Friday, December 9, 2011

Meet the Generals: Jasper Adalmorn Maltby, Gunsmith

Jasper Adalmorn Maltby was born in Kingsville, Ohio on November 3, 1826.  He lived in Ohio until he came back from the Mexican War. He subsequently moved to Galena, Illinois, and became a gunsmith, living in a room above the shop with his wife and son. 

Maltby is noted as being one of the first inventors of a telescopic sights for rifles. 

With the outbreak of the Civil War, Maltby enlisted as a private in the 45th Illinois Infantry (known as the "Lead Mine Regiment") on December 26, 1861. He was elected as the regiment's lieutenant colonel that same day. He participated in the 1862 attack on Fort Donelson in Tennessee, and was wounded in the elbow and both thighs. He was eventually shipped home to Galena to recuperate. After his recovery, he was promoted to colonel.
The following year he commanded his Illinois troops in Ulysses S. Grant's operations against the Confederate defenses of Vicksburg, Mississippi. Maltby was again wounded during an attack on Fort Hill on June 25. Union troops had tunneled under the 3rd Louisiana Redan and packed the mine with 2,200 pounds of gunpowder. The resulting explosion blew apart the Confederate lines, while troops from John A. Logan's division of the XVII Corps followed the blast with an infantry assault. Maltby's 45th Illinois charged into the 40-foot (12 m) diameter, 12-foot (3.7 m) deep crater with ease, but were stopped by recovering Confederate infantry. The Union soldiers became pinned down while the defenders rolled artillery shells with short fuses into the pit with deadly results. Maltby suffered severe injuries to his head and right side and never fully recovered, but was able to continue in the army.
He was promoted to brigadier general on August 4, 1863. On September 8, he took command of the 3rd Brigade, 3rd Division, of the XVII Corps in the Army of the Tennessee. For much of 1864, his brigade was in the 1st Division of the Department of Vicksburg, but for part of summer was temporarily commanded by Colonel John H. Howe while Maltby recovered from complications from his Vicksburg wounds. Maltby's Brigade remained in Vicksburg throughout the year while much of the army fought in northern Georgia and later in Tennessee.

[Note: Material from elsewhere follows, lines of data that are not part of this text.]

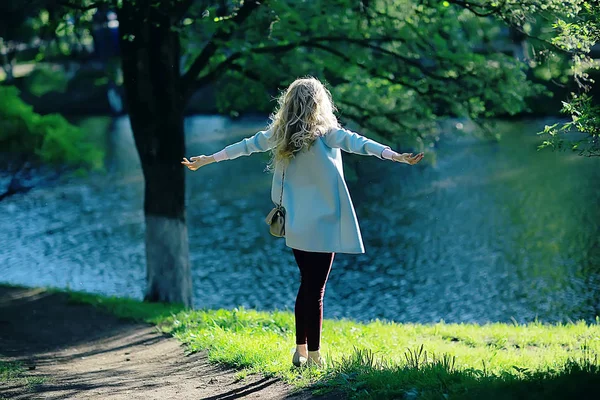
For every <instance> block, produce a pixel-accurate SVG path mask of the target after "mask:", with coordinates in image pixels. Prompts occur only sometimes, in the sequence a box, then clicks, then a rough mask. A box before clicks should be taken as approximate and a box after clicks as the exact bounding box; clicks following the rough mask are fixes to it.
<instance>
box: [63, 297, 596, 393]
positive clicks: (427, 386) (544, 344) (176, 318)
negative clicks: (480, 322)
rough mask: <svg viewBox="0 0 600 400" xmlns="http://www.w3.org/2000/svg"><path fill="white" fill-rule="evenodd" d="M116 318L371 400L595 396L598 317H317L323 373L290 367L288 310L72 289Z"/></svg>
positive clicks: (303, 378) (249, 363) (280, 375)
mask: <svg viewBox="0 0 600 400" xmlns="http://www.w3.org/2000/svg"><path fill="white" fill-rule="evenodd" d="M70 296H71V300H72V301H75V302H78V303H86V304H91V305H94V306H96V307H99V308H101V309H104V310H106V311H109V312H111V313H113V314H116V315H117V316H119V317H122V318H127V319H136V320H140V321H145V322H149V323H152V324H155V325H156V326H157V327H158V328H159V329H160V330H161V331H163V332H165V333H167V334H171V335H173V336H174V337H176V338H177V339H179V340H180V341H182V342H183V343H185V344H186V345H187V349H188V351H189V352H195V351H199V350H204V349H205V350H208V356H209V359H210V360H211V361H213V362H219V363H222V364H225V365H228V366H231V367H234V368H237V369H238V371H239V372H238V373H237V376H238V378H239V379H243V377H244V376H246V375H247V374H252V373H261V374H264V375H266V376H277V377H280V378H282V379H283V380H284V381H286V382H288V383H291V384H294V385H296V386H297V387H298V388H305V387H311V388H312V390H314V391H315V392H316V393H326V392H328V391H331V390H337V391H342V392H345V393H346V394H348V395H350V397H351V398H374V399H398V398H406V399H413V398H414V399H417V398H418V399H482V398H483V399H486V400H492V399H517V398H526V399H585V398H590V399H591V398H593V399H596V398H600V363H599V361H598V357H597V354H598V353H599V352H600V323H599V321H598V320H597V321H596V323H592V324H588V323H585V322H576V323H568V324H558V325H549V324H543V323H541V322H534V323H530V324H527V325H519V324H500V323H496V324H487V325H476V324H446V323H444V322H440V323H435V324H427V325H423V324H399V323H393V322H384V321H378V320H376V321H373V322H371V323H367V324H363V323H357V322H353V321H350V320H325V321H324V323H323V336H322V353H323V354H324V355H325V357H326V359H327V360H328V362H329V366H328V368H327V369H325V370H316V369H302V370H298V369H295V368H293V367H291V357H292V352H293V349H294V346H295V344H294V315H293V314H292V313H291V312H282V311H274V312H259V311H256V310H246V309H243V308H236V309H233V310H222V309H221V310H208V309H201V310H184V309H183V308H181V307H179V306H174V305H164V304H147V303H142V302H138V301H135V300H131V299H123V298H107V297H101V296H96V295H89V294H83V293H71V295H70Z"/></svg>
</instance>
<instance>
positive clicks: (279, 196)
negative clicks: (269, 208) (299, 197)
mask: <svg viewBox="0 0 600 400" xmlns="http://www.w3.org/2000/svg"><path fill="white" fill-rule="evenodd" d="M284 179H285V169H284V170H283V172H282V173H281V195H280V196H279V207H283V180H284Z"/></svg>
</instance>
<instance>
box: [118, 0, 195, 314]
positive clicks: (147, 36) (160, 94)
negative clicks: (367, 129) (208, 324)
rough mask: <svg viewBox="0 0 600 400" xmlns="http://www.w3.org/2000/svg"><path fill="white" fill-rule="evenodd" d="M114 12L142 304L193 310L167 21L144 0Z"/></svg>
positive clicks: (180, 148) (175, 83)
mask: <svg viewBox="0 0 600 400" xmlns="http://www.w3.org/2000/svg"><path fill="white" fill-rule="evenodd" d="M132 3H133V2H128V1H127V2H123V6H122V8H121V9H120V10H119V13H120V15H119V21H120V24H121V25H120V35H121V43H120V44H121V53H122V63H123V76H124V87H125V95H126V102H127V105H128V110H129V118H130V121H131V128H132V131H133V135H134V138H135V144H136V147H137V150H138V153H139V155H140V160H141V164H142V170H143V173H144V180H145V192H144V214H145V221H146V235H145V236H146V270H147V289H146V293H145V300H147V301H163V302H172V303H182V304H184V305H185V306H191V305H192V282H191V271H190V264H189V250H188V248H189V247H188V234H187V228H186V217H185V174H184V168H185V167H184V166H183V165H181V164H180V161H181V159H182V158H183V157H184V151H185V142H184V132H183V109H184V102H183V98H182V95H181V92H182V89H181V84H180V70H179V68H180V43H179V35H178V33H177V32H174V31H173V30H171V26H172V23H173V21H172V20H171V18H172V17H170V16H169V14H168V13H165V12H164V11H163V10H160V9H157V8H153V7H151V6H150V1H149V0H138V1H137V2H135V4H132Z"/></svg>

After the war, Maltby remained in Vicksburg in the Regular Army. He served as the city's military governor from September 6, 1867, until December 12 when he stepped down due to illness. Maltby died ten days later in Vicksburg from either yellow fever or a cardiac arrest. His body was returned to Galena and buried there in Greenwood Cemetery.
His brother William H. Maltby was the captain of a Confederate artillery battery and was taken as a prisoner of war in a skirmish on Mustang Island along the Texas Gulf Coast. Jasper Maltby used his influence to get his brother released and sent to Vicksburg until he could be exchanged.

As noted in the previous blog post, the remaining generals in this series will not have as much information as the previous three we have discussed.